Huis clos 4 Apprendre à mourir ?
Le bilan macabre s’accroît chaque jour. Plus de cent mille morts, sur tous les continents, depuis le début de la pandémie, et demain, combien ? Beaucoup d’entre nous déplorent déjà la disparition d’amis ou de parents. La plupart craignent pour leurs proches et pour leur propre vie. Sur toute la planète, soudainement, omniprésente, paraît rôder la mort.
Nous l’avions presque oubliée, à force de la rendre invisible, de la reléguer dans l’ombre et le silence. Bien sûr, nous savions que « tous les hommes sont mortels ». Mais ce n’était que vague vérité, et non réalité obsédante et tangible. A présent, le spectre insiste, comme surgi d’ailleurs, revenant d’un autre âge. Et sa puissance sidère.
Alors on cherche recours et soutiens. Il serait tentant de se raccrocher à cette formule qui fut célèbre : « philosopher, c’est apprendre à mourir ». Platon l’attribue à Socrate, Montaigne la prend pour titre d’un chapitre des Essais (I, 20), Schopenhauer y revient au XIXe siècle. Pour tenir, faut-il chercher là une méthode éprouvée ? Va-t-on demander à Épicure de nous réexpliquer, pour dissiper rationnellement l’angoisse, pourquoi « la mort n’est rien pour nous », comme le dit sa Lettre à Ménécée ? Doit-on emprunter aux stoïciens, Marc Aurèle ou Sénèque, leurs exercices de fermeté d’âme, et se convaincre de quitter le banquet sans regret, sobrement ?

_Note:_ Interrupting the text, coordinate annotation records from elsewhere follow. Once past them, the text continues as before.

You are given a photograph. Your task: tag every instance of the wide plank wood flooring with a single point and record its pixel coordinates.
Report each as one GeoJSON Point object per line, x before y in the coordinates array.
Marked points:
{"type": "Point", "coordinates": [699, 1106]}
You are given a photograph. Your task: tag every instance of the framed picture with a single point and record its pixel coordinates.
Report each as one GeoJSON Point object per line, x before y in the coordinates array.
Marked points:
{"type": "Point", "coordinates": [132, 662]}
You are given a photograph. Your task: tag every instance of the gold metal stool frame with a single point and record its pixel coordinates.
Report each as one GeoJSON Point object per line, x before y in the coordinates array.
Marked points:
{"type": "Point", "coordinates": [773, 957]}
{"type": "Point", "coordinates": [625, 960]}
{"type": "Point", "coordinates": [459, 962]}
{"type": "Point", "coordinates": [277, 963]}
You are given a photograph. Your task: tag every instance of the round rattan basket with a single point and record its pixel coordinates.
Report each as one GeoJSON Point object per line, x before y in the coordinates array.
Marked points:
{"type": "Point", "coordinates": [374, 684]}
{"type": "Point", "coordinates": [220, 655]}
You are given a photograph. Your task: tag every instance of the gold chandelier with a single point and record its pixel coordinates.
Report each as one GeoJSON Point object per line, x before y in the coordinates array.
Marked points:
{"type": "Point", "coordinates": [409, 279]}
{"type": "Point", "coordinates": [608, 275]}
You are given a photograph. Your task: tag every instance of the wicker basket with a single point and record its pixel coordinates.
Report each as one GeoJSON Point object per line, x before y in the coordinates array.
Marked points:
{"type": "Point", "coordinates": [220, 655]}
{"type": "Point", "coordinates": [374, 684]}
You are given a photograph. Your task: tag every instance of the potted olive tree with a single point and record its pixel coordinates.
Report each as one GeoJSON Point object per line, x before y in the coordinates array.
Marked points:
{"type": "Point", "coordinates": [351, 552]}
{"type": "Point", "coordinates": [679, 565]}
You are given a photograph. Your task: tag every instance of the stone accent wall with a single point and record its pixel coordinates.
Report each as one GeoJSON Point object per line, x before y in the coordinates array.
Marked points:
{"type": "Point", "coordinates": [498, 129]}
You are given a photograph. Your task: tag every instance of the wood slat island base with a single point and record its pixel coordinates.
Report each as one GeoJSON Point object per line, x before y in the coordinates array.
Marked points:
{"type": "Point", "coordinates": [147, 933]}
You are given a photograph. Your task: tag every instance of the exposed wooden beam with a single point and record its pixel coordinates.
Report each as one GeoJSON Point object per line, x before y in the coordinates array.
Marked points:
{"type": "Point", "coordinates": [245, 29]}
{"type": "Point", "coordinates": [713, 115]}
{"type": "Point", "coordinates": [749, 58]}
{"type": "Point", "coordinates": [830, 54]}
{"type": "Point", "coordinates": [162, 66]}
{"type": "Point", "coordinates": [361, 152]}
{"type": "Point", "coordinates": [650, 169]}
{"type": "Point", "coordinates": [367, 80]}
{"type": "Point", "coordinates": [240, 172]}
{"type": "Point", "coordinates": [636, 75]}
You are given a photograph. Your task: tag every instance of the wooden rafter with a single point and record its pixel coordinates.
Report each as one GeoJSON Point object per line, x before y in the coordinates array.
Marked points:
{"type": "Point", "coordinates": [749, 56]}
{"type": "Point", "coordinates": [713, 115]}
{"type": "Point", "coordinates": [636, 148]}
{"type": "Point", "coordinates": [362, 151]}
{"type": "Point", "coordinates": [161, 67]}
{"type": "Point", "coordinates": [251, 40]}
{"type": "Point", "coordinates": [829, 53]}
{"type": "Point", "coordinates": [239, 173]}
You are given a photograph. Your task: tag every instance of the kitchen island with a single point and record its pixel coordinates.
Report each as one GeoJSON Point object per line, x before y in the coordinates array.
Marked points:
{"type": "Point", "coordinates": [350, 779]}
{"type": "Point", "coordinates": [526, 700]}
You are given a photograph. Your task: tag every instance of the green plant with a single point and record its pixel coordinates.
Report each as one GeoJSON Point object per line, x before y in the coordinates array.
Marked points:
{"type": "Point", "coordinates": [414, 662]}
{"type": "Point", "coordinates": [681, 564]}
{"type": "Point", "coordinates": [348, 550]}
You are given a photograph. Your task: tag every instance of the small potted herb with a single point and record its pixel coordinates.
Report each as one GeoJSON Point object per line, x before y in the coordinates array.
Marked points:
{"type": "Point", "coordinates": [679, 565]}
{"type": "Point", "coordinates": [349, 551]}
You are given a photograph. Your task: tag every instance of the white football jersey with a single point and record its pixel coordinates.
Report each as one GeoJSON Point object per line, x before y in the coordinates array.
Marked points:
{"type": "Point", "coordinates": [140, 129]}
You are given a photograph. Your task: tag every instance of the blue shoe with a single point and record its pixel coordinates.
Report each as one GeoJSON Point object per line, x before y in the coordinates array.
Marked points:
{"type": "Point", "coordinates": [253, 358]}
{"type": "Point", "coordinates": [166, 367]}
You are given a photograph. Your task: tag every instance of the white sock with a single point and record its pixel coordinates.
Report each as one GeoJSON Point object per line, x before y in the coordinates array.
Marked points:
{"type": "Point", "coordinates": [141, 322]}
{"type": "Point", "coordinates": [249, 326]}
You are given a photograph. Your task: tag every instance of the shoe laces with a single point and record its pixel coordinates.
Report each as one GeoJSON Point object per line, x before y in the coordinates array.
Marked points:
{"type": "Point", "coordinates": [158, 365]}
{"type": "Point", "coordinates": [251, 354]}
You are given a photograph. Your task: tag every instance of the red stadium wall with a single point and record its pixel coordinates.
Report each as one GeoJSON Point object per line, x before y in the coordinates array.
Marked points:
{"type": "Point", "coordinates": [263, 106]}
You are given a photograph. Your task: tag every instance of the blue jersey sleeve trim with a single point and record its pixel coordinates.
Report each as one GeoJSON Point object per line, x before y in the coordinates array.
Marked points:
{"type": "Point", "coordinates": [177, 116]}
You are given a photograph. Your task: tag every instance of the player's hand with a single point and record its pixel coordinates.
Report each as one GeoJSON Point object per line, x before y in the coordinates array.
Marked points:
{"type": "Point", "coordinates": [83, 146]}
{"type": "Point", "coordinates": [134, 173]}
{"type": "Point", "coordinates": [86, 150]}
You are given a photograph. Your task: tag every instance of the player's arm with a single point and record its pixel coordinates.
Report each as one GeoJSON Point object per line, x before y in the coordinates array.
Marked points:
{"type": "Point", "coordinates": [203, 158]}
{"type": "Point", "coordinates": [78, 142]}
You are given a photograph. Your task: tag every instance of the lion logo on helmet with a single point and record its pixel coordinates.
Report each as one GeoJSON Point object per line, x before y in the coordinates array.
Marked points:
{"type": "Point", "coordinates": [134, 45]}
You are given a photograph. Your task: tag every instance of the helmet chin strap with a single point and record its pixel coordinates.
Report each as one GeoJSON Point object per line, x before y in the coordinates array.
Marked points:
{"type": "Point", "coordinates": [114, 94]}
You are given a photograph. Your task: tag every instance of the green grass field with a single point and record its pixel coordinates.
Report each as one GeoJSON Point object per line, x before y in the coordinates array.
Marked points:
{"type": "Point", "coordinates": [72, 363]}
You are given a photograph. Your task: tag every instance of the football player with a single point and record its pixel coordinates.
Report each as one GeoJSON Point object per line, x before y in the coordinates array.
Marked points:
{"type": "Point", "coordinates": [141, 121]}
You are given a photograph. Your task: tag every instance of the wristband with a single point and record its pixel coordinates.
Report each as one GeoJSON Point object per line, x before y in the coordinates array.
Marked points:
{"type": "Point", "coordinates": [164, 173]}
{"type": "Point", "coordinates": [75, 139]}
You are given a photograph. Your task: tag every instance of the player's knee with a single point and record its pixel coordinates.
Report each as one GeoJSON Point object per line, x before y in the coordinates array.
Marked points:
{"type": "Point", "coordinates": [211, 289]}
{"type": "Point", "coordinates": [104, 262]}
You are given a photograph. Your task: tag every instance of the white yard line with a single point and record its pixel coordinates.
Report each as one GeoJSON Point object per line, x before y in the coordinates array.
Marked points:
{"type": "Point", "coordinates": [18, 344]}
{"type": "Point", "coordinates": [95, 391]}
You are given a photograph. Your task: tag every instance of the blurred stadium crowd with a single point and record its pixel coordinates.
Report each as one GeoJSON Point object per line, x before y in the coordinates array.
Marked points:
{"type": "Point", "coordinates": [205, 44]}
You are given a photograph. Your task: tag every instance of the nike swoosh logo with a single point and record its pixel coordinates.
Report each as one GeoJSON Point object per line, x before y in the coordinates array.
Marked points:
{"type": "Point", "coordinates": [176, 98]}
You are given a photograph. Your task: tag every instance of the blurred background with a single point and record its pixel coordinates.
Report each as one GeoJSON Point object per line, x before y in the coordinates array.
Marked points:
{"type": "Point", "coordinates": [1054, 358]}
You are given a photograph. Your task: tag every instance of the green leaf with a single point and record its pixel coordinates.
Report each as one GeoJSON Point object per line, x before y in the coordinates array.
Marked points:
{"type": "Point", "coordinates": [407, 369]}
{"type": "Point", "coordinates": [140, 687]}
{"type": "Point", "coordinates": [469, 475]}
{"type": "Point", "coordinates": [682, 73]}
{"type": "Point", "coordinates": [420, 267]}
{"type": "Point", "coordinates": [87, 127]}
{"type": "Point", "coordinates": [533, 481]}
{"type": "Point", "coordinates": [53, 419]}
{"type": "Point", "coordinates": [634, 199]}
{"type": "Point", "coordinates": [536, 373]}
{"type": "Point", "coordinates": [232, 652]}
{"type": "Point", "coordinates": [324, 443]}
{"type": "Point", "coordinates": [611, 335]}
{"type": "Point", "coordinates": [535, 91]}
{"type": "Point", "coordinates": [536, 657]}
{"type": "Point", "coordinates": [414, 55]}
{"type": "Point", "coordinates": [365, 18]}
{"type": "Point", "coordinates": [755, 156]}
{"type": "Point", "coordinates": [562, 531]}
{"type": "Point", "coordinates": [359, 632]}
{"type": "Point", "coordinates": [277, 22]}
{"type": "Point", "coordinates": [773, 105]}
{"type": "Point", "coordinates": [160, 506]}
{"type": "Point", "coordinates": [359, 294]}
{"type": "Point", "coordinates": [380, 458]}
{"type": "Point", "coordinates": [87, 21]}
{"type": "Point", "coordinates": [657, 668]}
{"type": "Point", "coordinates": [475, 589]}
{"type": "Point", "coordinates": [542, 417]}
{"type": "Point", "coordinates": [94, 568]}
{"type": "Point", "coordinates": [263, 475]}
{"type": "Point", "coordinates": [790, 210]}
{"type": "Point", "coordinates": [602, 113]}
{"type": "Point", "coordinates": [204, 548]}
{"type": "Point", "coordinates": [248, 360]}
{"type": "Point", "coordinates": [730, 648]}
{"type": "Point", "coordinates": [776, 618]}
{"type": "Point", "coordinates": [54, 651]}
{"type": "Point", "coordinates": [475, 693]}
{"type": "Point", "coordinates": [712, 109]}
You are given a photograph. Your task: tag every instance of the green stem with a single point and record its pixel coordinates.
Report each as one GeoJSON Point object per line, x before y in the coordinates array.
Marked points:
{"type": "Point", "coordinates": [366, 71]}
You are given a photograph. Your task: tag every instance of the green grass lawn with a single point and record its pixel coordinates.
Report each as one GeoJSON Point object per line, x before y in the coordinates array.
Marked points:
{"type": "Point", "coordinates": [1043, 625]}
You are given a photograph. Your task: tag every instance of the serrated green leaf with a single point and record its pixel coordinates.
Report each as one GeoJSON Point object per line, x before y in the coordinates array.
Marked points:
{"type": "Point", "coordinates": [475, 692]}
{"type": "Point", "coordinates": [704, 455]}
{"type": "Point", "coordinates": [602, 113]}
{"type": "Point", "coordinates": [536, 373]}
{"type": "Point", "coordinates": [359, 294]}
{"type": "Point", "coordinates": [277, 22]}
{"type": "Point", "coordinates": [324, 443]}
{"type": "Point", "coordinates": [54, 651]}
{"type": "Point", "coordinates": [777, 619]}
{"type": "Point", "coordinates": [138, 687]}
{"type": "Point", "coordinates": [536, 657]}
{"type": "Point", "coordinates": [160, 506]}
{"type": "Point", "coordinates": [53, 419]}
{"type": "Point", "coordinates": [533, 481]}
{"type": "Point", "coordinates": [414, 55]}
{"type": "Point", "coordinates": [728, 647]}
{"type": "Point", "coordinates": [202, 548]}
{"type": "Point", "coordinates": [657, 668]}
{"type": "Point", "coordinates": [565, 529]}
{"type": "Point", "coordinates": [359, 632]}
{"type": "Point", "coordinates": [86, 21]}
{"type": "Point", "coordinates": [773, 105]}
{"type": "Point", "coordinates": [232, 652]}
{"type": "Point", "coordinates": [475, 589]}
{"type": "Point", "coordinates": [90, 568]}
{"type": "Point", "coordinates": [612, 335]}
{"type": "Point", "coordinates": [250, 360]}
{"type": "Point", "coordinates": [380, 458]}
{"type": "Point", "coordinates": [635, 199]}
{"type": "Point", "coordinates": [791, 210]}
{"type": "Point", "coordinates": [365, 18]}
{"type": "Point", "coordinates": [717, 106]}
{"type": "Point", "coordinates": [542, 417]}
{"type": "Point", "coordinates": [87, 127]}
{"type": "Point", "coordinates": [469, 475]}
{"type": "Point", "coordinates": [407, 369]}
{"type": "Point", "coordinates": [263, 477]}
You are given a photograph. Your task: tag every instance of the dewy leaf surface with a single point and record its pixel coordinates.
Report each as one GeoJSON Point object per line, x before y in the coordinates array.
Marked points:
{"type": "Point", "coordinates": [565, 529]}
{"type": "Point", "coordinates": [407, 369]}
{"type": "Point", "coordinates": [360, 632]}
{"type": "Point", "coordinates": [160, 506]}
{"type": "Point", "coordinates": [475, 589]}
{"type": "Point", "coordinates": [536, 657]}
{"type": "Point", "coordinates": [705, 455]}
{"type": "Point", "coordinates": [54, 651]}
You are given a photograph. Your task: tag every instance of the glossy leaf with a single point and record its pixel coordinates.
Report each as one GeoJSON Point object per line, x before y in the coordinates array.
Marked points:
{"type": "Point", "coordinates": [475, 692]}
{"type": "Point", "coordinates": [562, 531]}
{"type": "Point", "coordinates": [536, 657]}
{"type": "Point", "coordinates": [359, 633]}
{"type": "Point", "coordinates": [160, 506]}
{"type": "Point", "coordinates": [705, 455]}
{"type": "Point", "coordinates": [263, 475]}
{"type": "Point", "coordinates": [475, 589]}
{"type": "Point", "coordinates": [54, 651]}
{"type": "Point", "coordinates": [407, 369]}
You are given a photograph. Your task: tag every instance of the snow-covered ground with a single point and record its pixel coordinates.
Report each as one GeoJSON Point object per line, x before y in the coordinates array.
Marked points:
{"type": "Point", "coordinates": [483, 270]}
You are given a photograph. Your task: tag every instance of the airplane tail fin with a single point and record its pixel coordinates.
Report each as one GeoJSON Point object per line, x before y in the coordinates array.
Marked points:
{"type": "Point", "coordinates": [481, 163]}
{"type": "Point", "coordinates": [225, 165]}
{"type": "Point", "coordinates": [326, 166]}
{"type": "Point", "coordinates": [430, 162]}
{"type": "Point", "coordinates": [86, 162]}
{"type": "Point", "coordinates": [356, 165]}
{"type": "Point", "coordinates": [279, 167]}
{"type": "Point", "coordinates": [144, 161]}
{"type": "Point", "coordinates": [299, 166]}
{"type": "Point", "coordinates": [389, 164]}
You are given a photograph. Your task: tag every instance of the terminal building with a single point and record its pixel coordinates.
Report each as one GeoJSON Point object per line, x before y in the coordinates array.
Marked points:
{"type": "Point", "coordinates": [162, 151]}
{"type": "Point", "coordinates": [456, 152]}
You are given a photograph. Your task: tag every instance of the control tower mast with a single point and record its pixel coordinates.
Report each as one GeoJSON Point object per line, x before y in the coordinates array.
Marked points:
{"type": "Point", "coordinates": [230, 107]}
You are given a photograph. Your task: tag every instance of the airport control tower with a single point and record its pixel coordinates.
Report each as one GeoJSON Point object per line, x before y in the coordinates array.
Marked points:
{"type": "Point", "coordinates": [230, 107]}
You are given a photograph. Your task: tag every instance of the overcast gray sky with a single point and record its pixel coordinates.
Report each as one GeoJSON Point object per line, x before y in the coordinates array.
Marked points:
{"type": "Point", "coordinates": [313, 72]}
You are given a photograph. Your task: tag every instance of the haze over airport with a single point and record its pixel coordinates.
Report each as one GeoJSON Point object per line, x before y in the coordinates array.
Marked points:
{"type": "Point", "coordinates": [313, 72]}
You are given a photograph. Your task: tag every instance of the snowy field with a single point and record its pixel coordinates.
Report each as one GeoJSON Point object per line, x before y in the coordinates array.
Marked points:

Il n’est pas certain ni que tout cela soit efficace, ni que ce soit adapté au temps que nous traversons. D’ailleurs, « apprendre à mourir », pris à la lettre, est un projet absurde. Apprendre, c’est tâtonner, reprendre et recommencer. Qu’il s’agisse d’un instrument, d’un sport, d’une langue, tout apprentissage implique répétition. Avec la mort, unique et inexpérimentable, tout programme de ce genre est dépourvu de sens.
La formule, chez Platon, a une autre portée. Dans le Phédon, Socrate agonise, ayant bu la ciguë, mais s’entretient encore avec ses disciples. Il leur explique que « ceux qui philosophent réclament réellement la mort », et s’y exercent. Or ce n’est ni goût du suicide ni seulement consolation de ses amis éplorés. Se détourner du corps, des erreurs et illusions qu’il engendre, des changements perpétuels où il s’égare, voilà ce que signifie « mourir ». Le désir du philosophe, selon Platon, se fixe sur ces vérités éternelles que l’esprit seul peut voir.
Pour nous, aujourd’hui, il ne semble pas que ce soit une aide efficace. Quelques rares platoniciens persistent, çà et là, à rêver d’immuable. Mais il y a longtemps que quantité d’antidotes et de vaccins ont été mis au point. Spinoza a rappelé que la pensée est « méditation de la vie et non de la mort », Nietzsche a montré en détail combien dangereux, maladif et mortifère se révèle le culte aveugle de la vérité, en philosophie comme en science.
Mélètô, le verbe grec qu’on a traduit par « apprendre » dans cette formule, veut dire « s’exercer », mais aussi « s’occuper de », « s’habituer à ». Repenser à la mort, sans fascination, sans grandiloquence, sans esquive, sans indifférence, après le profond déni qui a marqué notre époque, c’est à cela que la tragédie en cours nous incite. Enfiler des toges grecques et romaines risque de décevoir, tout autant que rejouer, crâne en main, l’austère memento mori des chrétiens classiques. Il suffit de redécouvrir, version 2020, que la mort existe, nous attend tous. Nous devons lutter pour la repousser, et y parvenir, tout en sachant que l’échec viendra. Cela s’appelle apprendre à vivre.
- Platon, Phédon. Traduction française de Monique Dixsaut, GF, 1991.
- Epicure, Lettres et maximes. Traduction française de Marcel Conche. PUF, 1999.
- Montaigne, Œuvres complètes. Texte établi par Robert Barral. Seuil, 1967.